Wall Street traded mixed while a measure of global equities slipped after hitting its highest level in more than six years on Thursday, though that was still 2 percent below its lifetime high.
“There’s nothing I can really point to here that would lead you to believe that the market is going to move either way,” said Phil Orlando, chief equity market strategist at Federated Investors in New York.
U.S. consumer spending fell for the first time in a year in April, but the decline, which followed two months of solid gains, did not change expectations for a sharp rebound in economic growth this quarter.
Other data on Friday showed consumer sentiment slipped in May as households worried about income. But a surge in factory activity in the Midwest confirmed growth was bouncing back after a weather-induced contraction in the first quarter.
“What we are seeing in the equity markets recently is the battle between this hope for higher earnings growth and the growing realization, on the back of a weak first quarter and very negative corporate guidance, that the growth expectations are overblown,” said Brad McMillan, chief investment officer at Commonwealth Financial in Waltham, Massachusetts.

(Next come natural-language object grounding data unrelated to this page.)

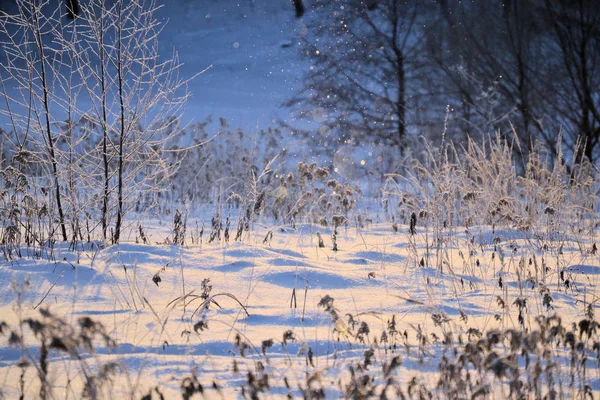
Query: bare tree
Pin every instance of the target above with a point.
(100, 102)
(365, 69)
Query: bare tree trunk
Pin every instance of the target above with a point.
(105, 198)
(118, 224)
(401, 102)
(50, 139)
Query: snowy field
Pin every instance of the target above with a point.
(464, 275)
(262, 308)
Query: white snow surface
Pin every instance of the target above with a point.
(375, 274)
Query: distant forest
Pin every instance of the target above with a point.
(388, 71)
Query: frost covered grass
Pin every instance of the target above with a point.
(468, 277)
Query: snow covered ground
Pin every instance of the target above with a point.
(467, 285)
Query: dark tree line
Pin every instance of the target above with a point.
(387, 71)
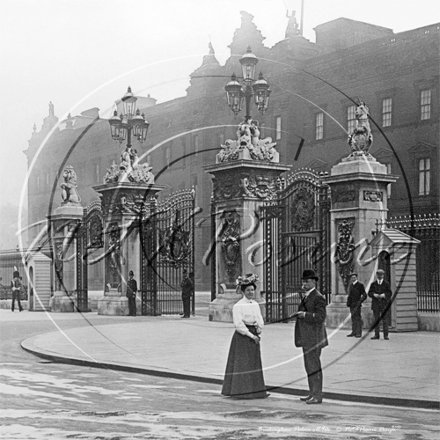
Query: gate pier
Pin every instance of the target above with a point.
(124, 206)
(359, 200)
(241, 185)
(64, 225)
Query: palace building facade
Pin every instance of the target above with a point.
(316, 88)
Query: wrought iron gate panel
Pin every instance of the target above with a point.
(297, 237)
(81, 268)
(89, 236)
(168, 242)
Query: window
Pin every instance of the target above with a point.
(183, 153)
(319, 126)
(278, 127)
(82, 174)
(167, 156)
(351, 118)
(47, 179)
(424, 176)
(387, 106)
(196, 144)
(96, 173)
(220, 139)
(425, 105)
(388, 165)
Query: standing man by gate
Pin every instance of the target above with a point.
(131, 293)
(380, 293)
(311, 335)
(356, 297)
(187, 286)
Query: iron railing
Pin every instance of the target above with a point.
(425, 228)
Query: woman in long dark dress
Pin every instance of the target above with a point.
(244, 374)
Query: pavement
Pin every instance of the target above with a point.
(403, 371)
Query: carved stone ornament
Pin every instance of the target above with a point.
(122, 202)
(227, 186)
(174, 245)
(232, 185)
(248, 145)
(261, 187)
(230, 244)
(345, 196)
(129, 170)
(59, 265)
(113, 258)
(344, 254)
(373, 196)
(69, 193)
(95, 232)
(361, 139)
(302, 210)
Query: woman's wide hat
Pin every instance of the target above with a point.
(246, 280)
(309, 274)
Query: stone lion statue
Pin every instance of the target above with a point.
(69, 193)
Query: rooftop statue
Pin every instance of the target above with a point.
(361, 139)
(248, 145)
(129, 169)
(69, 193)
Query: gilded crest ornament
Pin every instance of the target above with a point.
(303, 210)
(174, 244)
(361, 138)
(344, 254)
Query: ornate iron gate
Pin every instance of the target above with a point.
(296, 237)
(167, 250)
(89, 236)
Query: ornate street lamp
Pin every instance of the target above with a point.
(130, 123)
(237, 93)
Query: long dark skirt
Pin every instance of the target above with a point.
(244, 373)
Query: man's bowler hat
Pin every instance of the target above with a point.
(309, 274)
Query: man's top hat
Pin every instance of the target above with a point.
(309, 274)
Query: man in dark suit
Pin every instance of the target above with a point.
(356, 297)
(311, 335)
(187, 286)
(380, 293)
(16, 287)
(131, 293)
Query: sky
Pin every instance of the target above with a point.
(80, 54)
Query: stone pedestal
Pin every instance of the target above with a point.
(240, 188)
(359, 199)
(123, 205)
(63, 226)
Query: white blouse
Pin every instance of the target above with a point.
(247, 312)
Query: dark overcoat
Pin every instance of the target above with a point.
(131, 288)
(380, 304)
(357, 294)
(310, 331)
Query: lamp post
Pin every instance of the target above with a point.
(130, 123)
(259, 89)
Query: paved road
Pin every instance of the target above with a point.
(43, 400)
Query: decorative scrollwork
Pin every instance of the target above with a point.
(302, 210)
(230, 244)
(174, 243)
(344, 254)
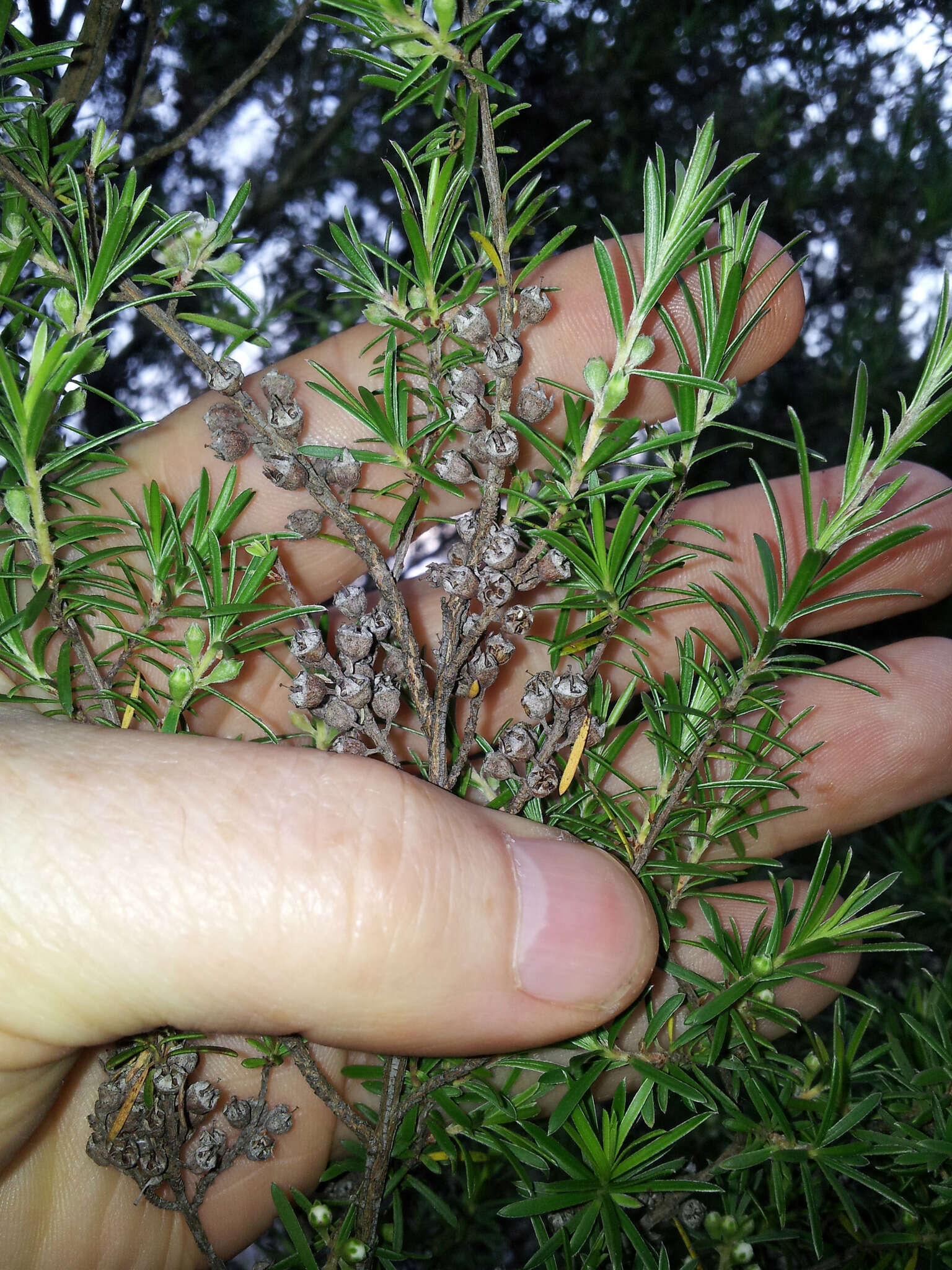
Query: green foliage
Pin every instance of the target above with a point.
(833, 1143)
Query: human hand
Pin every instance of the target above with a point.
(238, 889)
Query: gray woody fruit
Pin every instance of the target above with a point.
(472, 326)
(305, 522)
(503, 356)
(534, 305)
(532, 406)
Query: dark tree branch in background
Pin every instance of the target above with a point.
(152, 8)
(231, 92)
(89, 58)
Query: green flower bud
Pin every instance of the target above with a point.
(17, 504)
(195, 641)
(760, 966)
(229, 668)
(444, 13)
(227, 263)
(597, 373)
(714, 1225)
(180, 683)
(641, 350)
(65, 308)
(320, 1215)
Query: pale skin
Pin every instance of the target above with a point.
(239, 889)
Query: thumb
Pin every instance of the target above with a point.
(149, 879)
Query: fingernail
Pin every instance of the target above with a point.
(586, 928)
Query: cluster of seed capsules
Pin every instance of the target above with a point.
(144, 1135)
(357, 691)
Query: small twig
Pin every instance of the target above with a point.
(231, 92)
(325, 1091)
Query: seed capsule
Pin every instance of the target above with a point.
(503, 356)
(339, 716)
(467, 413)
(230, 445)
(501, 548)
(534, 305)
(499, 648)
(224, 414)
(277, 386)
(201, 1099)
(307, 647)
(350, 744)
(517, 620)
(496, 768)
(569, 690)
(544, 780)
(305, 522)
(260, 1146)
(466, 379)
(472, 326)
(466, 526)
(495, 588)
(284, 471)
(307, 691)
(352, 601)
(532, 404)
(537, 696)
(386, 698)
(553, 567)
(501, 446)
(518, 744)
(345, 473)
(455, 468)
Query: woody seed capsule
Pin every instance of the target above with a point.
(553, 567)
(277, 385)
(455, 468)
(503, 356)
(307, 691)
(466, 526)
(569, 690)
(339, 716)
(352, 601)
(230, 445)
(534, 305)
(355, 642)
(496, 768)
(472, 326)
(284, 471)
(499, 648)
(224, 414)
(495, 588)
(544, 780)
(466, 412)
(307, 647)
(201, 1098)
(537, 698)
(518, 744)
(466, 379)
(532, 404)
(517, 620)
(305, 522)
(345, 473)
(501, 548)
(501, 446)
(386, 698)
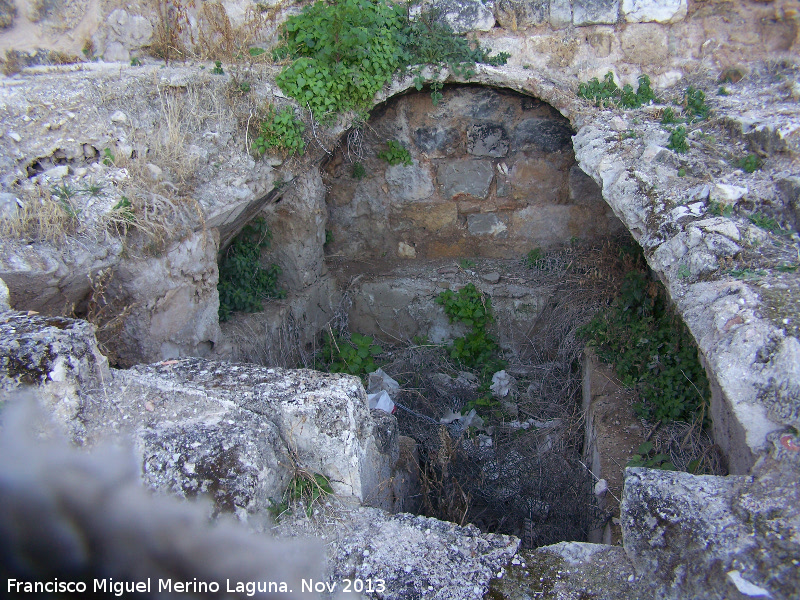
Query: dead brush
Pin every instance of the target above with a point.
(107, 314)
(443, 496)
(170, 29)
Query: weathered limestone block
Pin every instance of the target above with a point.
(84, 516)
(58, 355)
(487, 139)
(661, 11)
(715, 537)
(471, 177)
(545, 135)
(464, 16)
(594, 12)
(560, 14)
(570, 570)
(768, 131)
(413, 554)
(486, 224)
(173, 298)
(121, 34)
(410, 183)
(298, 224)
(645, 45)
(238, 432)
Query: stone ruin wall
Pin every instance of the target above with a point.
(493, 175)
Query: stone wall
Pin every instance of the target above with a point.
(493, 174)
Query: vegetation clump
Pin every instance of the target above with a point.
(282, 131)
(243, 282)
(477, 350)
(396, 154)
(344, 52)
(354, 355)
(651, 350)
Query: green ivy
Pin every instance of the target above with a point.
(243, 283)
(478, 349)
(677, 140)
(646, 457)
(343, 52)
(355, 355)
(282, 131)
(396, 154)
(750, 163)
(651, 350)
(607, 93)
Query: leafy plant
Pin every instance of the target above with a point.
(607, 93)
(396, 154)
(534, 259)
(677, 140)
(651, 350)
(355, 355)
(476, 350)
(125, 209)
(669, 117)
(305, 486)
(281, 130)
(359, 172)
(694, 101)
(750, 163)
(765, 222)
(646, 457)
(344, 52)
(243, 283)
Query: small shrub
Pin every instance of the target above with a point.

MSCI’s all-country world equity index fell 0.1 percent, while the FTSEurofirst 300 index of leading European shares fell 0.04 percent to 1,378.51.
The Dow Jones industrial average fell 23.47 points, or 0.14 percent, to 16,675.27. The S&P 500 gained 1.27 points, or 0.07 percent, to 1,921.3, and the Nasdaq Composite added 1.142 points, or 0.03 percent, to 4,249.088.
The dollar eased against other major currencies as traders tidied up books at month’s end and warily awaited potentially market-moving meetings next week by the ECB.
The dollar, as tracked by the U.S. dollar index of a half dozen currency pairs, traded softer in a tight range and was last off 0.21 percent at 80.326.
The euro rose 0.33 percent to $1.3646.
Benchmark U.S. Treasuries yields rose as the investor demand that stoked May’s bond rally faded and on a surprise increase in U.S. Midwest business activities in March, supporting the view of a solid economic rebound in the second quarter.
The yield on benchmark 10-year U.S. Treasuries was last at 2.4643, with the bond price up 5/32.
Brent crude oil slipped below $110 a barrel but stayed close to the top of its range over the last three months, underpinned by supply worries and evidence of strong oil demand in the United States, the world’s top oil consumer.
Brent crude was down 65 cents at $109.32 a barrel. U.S. light crude oil slipped 89 cents to $102.69.